A dataset is a collection of records ingested into TAL. Each record has numeric fields, categorical fields, and optional hints. TAL fingerprints the dataset deterministically on ingest — the same records always produce the same fingerprint, regardless of upload order.

Record schema

{
  "id"?:                string,         // optional — derived deterministically if omitted
  "numericFields":      { [k: string]: number },
  "categoricalFields":  { [k: string]: string },
  "hints"?:             string[],       // optional categorization hints
  "sourceTrace"?:       {
    "origin":           "upload" | "api" | "sample" | "sync",
    "originRef"?:       string,         // filename / endpoint / sync source
    "rowIndex"?:        number
  }
}

Sample datasets

Six canonical demos ship with TAL. Use them to exercise the engine without bringing your own data.

landscaping18 rows

18 records, 3 numeric fields (revenue, jobs, leads), 2 categorical (region, service).

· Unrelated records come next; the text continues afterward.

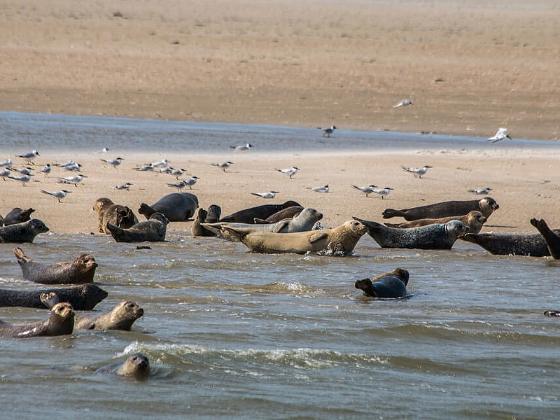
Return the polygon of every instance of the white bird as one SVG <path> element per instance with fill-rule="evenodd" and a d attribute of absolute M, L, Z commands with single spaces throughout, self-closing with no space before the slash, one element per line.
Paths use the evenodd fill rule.
<path fill-rule="evenodd" d="M 54 192 L 51 192 L 50 191 L 45 191 L 45 190 L 41 190 L 41 192 L 44 194 L 48 194 L 49 195 L 52 195 L 55 198 L 58 199 L 58 202 L 62 203 L 62 202 L 60 201 L 61 198 L 64 198 L 66 195 L 69 192 L 71 192 L 71 191 L 66 191 L 66 190 L 60 190 L 60 191 L 55 191 Z"/>
<path fill-rule="evenodd" d="M 403 166 L 402 169 L 405 171 L 409 172 L 412 172 L 414 174 L 414 176 L 418 175 L 419 178 L 422 178 L 422 175 L 426 174 L 428 172 L 429 168 L 432 168 L 433 167 L 428 166 L 427 164 L 423 166 L 421 168 L 410 168 L 408 167 Z"/>
<path fill-rule="evenodd" d="M 308 190 L 312 190 L 316 192 L 328 192 L 328 184 L 324 187 L 305 187 Z"/>
<path fill-rule="evenodd" d="M 288 168 L 286 169 L 276 169 L 279 172 L 281 172 L 282 174 L 286 174 L 290 177 L 290 179 L 292 178 L 292 176 L 295 175 L 296 172 L 300 169 L 300 168 L 296 168 L 295 167 L 292 167 L 290 168 Z"/>
<path fill-rule="evenodd" d="M 251 194 L 262 198 L 274 198 L 279 192 L 279 191 L 269 191 L 268 192 L 251 192 Z"/>
<path fill-rule="evenodd" d="M 509 139 L 511 140 L 511 137 L 510 137 L 510 134 L 507 134 L 507 128 L 498 128 L 498 132 L 492 136 L 489 137 L 486 139 L 486 141 L 490 141 L 491 143 L 497 143 L 498 141 L 500 141 L 504 139 Z"/>
<path fill-rule="evenodd" d="M 409 105 L 414 105 L 414 104 L 412 104 L 412 99 L 402 99 L 396 105 L 393 105 L 393 108 L 398 108 L 399 106 L 408 106 Z"/>

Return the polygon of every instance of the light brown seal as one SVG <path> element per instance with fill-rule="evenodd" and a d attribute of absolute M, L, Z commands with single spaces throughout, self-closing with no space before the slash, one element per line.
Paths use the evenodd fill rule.
<path fill-rule="evenodd" d="M 270 233 L 262 229 L 228 227 L 227 225 L 224 229 L 238 236 L 252 251 L 265 253 L 328 251 L 346 255 L 354 251 L 366 232 L 365 226 L 356 220 L 348 220 L 334 229 L 295 233 Z"/>
<path fill-rule="evenodd" d="M 41 264 L 25 255 L 21 248 L 14 248 L 13 253 L 22 269 L 23 278 L 43 284 L 83 284 L 92 283 L 97 263 L 90 254 L 82 254 L 68 262 Z"/>

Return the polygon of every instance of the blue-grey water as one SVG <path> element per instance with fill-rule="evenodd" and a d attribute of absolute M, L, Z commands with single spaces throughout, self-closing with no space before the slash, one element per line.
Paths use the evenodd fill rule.
<path fill-rule="evenodd" d="M 211 152 L 236 143 L 269 149 L 316 142 L 316 129 L 0 113 L 5 150 Z M 278 139 L 281 138 L 281 141 Z M 344 132 L 325 148 L 474 147 L 482 139 Z M 274 138 L 276 141 L 274 141 Z M 300 142 L 298 144 L 298 141 Z M 539 148 L 516 141 L 504 147 Z M 14 144 L 14 142 L 18 142 Z M 408 145 L 408 146 L 407 146 Z M 554 144 L 546 147 L 555 148 Z M 108 297 L 145 310 L 132 332 L 0 340 L 0 418 L 556 419 L 560 416 L 560 268 L 545 258 L 382 249 L 368 237 L 351 257 L 251 253 L 241 244 L 172 231 L 136 250 L 104 235 L 39 235 L 25 252 L 43 262 L 93 254 Z M 0 288 L 22 279 L 0 244 Z M 404 300 L 373 300 L 360 279 L 401 267 Z M 36 322 L 46 310 L 0 308 Z M 96 372 L 134 352 L 146 381 Z"/>

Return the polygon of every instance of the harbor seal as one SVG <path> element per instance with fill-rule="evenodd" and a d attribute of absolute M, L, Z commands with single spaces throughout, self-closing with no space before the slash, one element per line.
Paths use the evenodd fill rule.
<path fill-rule="evenodd" d="M 383 218 L 402 216 L 405 218 L 405 220 L 410 221 L 420 218 L 460 216 L 472 210 L 480 211 L 484 217 L 488 218 L 499 207 L 494 199 L 485 197 L 480 200 L 443 202 L 401 210 L 386 209 L 383 212 Z"/>
<path fill-rule="evenodd" d="M 262 229 L 230 227 L 227 225 L 224 225 L 224 229 L 238 236 L 252 251 L 263 253 L 328 251 L 346 255 L 352 252 L 366 232 L 365 226 L 356 220 L 348 220 L 334 229 L 295 233 L 271 233 Z"/>
<path fill-rule="evenodd" d="M 48 232 L 48 227 L 43 220 L 31 219 L 22 223 L 0 227 L 0 244 L 33 242 L 35 237 L 46 232 Z"/>
<path fill-rule="evenodd" d="M 14 248 L 13 253 L 22 269 L 23 278 L 43 284 L 82 284 L 92 283 L 97 263 L 90 254 L 82 254 L 76 260 L 56 264 L 36 262 L 25 255 L 21 248 Z"/>
<path fill-rule="evenodd" d="M 74 311 L 72 305 L 64 302 L 57 303 L 50 309 L 46 320 L 30 326 L 11 326 L 0 321 L 0 337 L 29 338 L 68 335 L 74 329 Z"/>
<path fill-rule="evenodd" d="M 420 226 L 426 226 L 435 223 L 447 223 L 447 222 L 455 220 L 459 220 L 465 226 L 468 226 L 469 233 L 478 233 L 480 232 L 480 230 L 482 229 L 482 225 L 484 225 L 488 219 L 482 216 L 480 211 L 473 210 L 461 217 L 451 216 L 449 217 L 443 217 L 438 219 L 417 219 L 416 220 L 403 222 L 402 223 L 385 223 L 385 225 L 389 227 L 407 229 L 410 227 L 419 227 Z"/>
<path fill-rule="evenodd" d="M 265 219 L 274 213 L 292 206 L 300 206 L 295 201 L 288 200 L 281 204 L 262 204 L 248 209 L 239 210 L 232 214 L 226 216 L 220 219 L 220 222 L 231 222 L 234 223 L 254 224 L 255 218 Z"/>
<path fill-rule="evenodd" d="M 139 222 L 128 229 L 107 223 L 111 236 L 117 242 L 158 242 L 165 240 L 169 221 L 161 213 L 154 213 L 150 220 Z"/>
<path fill-rule="evenodd" d="M 531 224 L 537 228 L 547 243 L 548 251 L 554 260 L 560 260 L 560 234 L 552 230 L 543 220 L 531 219 Z"/>
<path fill-rule="evenodd" d="M 0 307 L 45 309 L 47 307 L 41 301 L 41 295 L 51 292 L 56 293 L 61 302 L 67 302 L 77 311 L 91 311 L 108 295 L 107 292 L 92 283 L 33 291 L 0 289 Z"/>
<path fill-rule="evenodd" d="M 407 295 L 409 273 L 402 268 L 379 274 L 371 279 L 358 280 L 354 286 L 363 290 L 366 296 L 395 299 Z"/>
<path fill-rule="evenodd" d="M 198 198 L 194 194 L 173 192 L 151 206 L 142 203 L 138 212 L 148 220 L 154 213 L 161 213 L 170 222 L 184 222 L 192 217 L 197 208 Z"/>
<path fill-rule="evenodd" d="M 97 230 L 101 233 L 111 234 L 107 223 L 127 229 L 138 223 L 138 218 L 130 207 L 115 204 L 104 197 L 95 200 L 93 209 L 97 214 Z"/>
<path fill-rule="evenodd" d="M 31 214 L 35 211 L 34 209 L 29 207 L 27 210 L 15 207 L 4 216 L 4 226 L 15 225 L 27 222 L 31 218 Z"/>
<path fill-rule="evenodd" d="M 456 220 L 447 223 L 400 229 L 356 217 L 354 219 L 368 227 L 368 233 L 382 248 L 451 249 L 457 238 L 468 232 L 468 226 Z"/>

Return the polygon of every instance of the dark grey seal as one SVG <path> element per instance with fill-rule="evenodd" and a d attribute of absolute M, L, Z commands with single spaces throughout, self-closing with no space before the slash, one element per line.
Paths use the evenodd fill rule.
<path fill-rule="evenodd" d="M 149 219 L 154 213 L 162 213 L 170 222 L 184 222 L 195 214 L 198 208 L 198 198 L 190 192 L 173 192 L 148 206 L 142 203 L 138 212 Z"/>

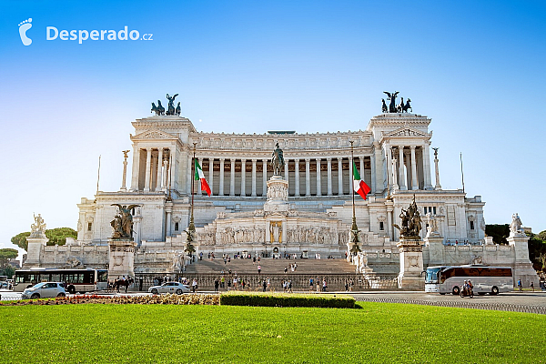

The canonical worked example.

3 numeric2 categorical
ecommerce1,024 rows

Synthetic D2C orders with revenue, units, AOV, discount %, channel, region.

6 numeric3 categorical
saas512 rows

Monthly account metrics: MRR, seats, support tickets, churn risk score, plan tier.

5 numeric2 categorical
restaurant365 rows

Daily covers, average ticket, wait time, table turn, day-of-week, weather bucket.

4 numeric3 categorical
agency256 rows

Client engagement: hours billed, retainer size, project stage, NPS, vertical.

4 numeric2 categorical
fitness480 rows

Member activity: visits, class signups, plan tier, churn flag, acquisition source.

4 numeric3 categorical

Dataset lifecycle

  1. 01   Upload or POST records to /api/v2/datasets. TAL canonicalizes and fingerprints.
  2. 02   Attach one or more hierarchy trees. The same records can be projected through multiple trees (MHC).
  3. 03   Run an analysis. TAL emits findings with per-result confidence and provenance.
  4. 04   Re-run any audit-logged job via verify — output must be byte-identical.